O que a CPI tenta agora é demonstrar que as políticas desenvolvidas têm produzido descontrole da doença, disseminação do vírus e aumento da mortalidade. Mortes, que poderiam ser evitadas com simples medidas comportamentais, têm sido incrementadas pelo estímulo a comportamentos de disseminação da infecção. Além da promoção de aglomerações sem máscara e sem distanciamento, um dos instrumentos defendidos pelo governo central desde o início da pandemia até agora é o uso de medicamentos sem eficácia científica comprovada para evitar a infecção e morte das pessoas.
No entanto, um dos depoimentos que mais me chamou a atenção foi o da médica “consultora” do governo, principal defensora da aplicação deste tratamento sem eficácia comprovada. Ela, convidada pela comissão, esteve durante mais de oito horas quase ininterruptas, prestando depoimento e defendendo, com voz impávida, suave e monocórdia, o uso desses medicamentos e a estratégia de imunidade de rebanho por infecção. Amparada em diversos títulos e na autoridade de sua trajetória profissional, defendeu impávida, sem sair do seu tom de voz nem por um segundo, a continuidade destas práticas que já levou a esse escandaloso número de mortes.
O que mais surpreende na doutora, é que por detrás da máscara, seus olhos apenas pestanejam. Sua postura corporal estática, apesar de acompanhada pelo movimento expansivo das suas mãos, é um marco de algum tipo de postura estética que se pretende ética. Vestida de branco, com um colar de contas de madrepérola e um anel no qual se vislumbra um enorme cristal, quase do tamanho da sua pequena mão, tenta incorporar uma aura de pureza e luminosidade. Assim como o fazem os gurus de algumas seitas religiosas, sua pretensa aparência pacífica oculta uma verdade escura e mortífera.
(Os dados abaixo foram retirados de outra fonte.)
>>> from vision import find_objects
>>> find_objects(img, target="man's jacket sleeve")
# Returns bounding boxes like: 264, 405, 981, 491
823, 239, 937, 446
Sim, com voz suave e incomovível, a doutora defende a morte.
Seus argumentos se esvaem frente a questionamentos assertivos de alguns senadores que são médicos ou que apresentam informações revelando a falsidade das suas fontes ou a solidez do seu conhecimento. Ela se pretende cientista, quase uma deusa da teoria da imunização. Mesmo caindo em contradição, ficando sem resposta frente a argumentos científicos fundamentados, ela continua, maquinalmente, sem sensação aparente. Por detrás do anel, das mangas do seu casaco branco folgado, deixam-se ver umas manchas avermelhadas na pele. Eu me pergunto se serão fruto de uma doença, talvez sequelas de coronavírus, ou se serão parte de algum ritual de autoflagelação que seja capaz de expiar a culpa. Mas não, não há culpas nessa voz, nessa postura messiânica, nesse aparente encontro com seres de luz. A luz que está por trás dessa personagem é a luz das trevas, a escuridão que carrega a dor e o sofrimento de milhares de mortes por Covid-19 neste belo país continental.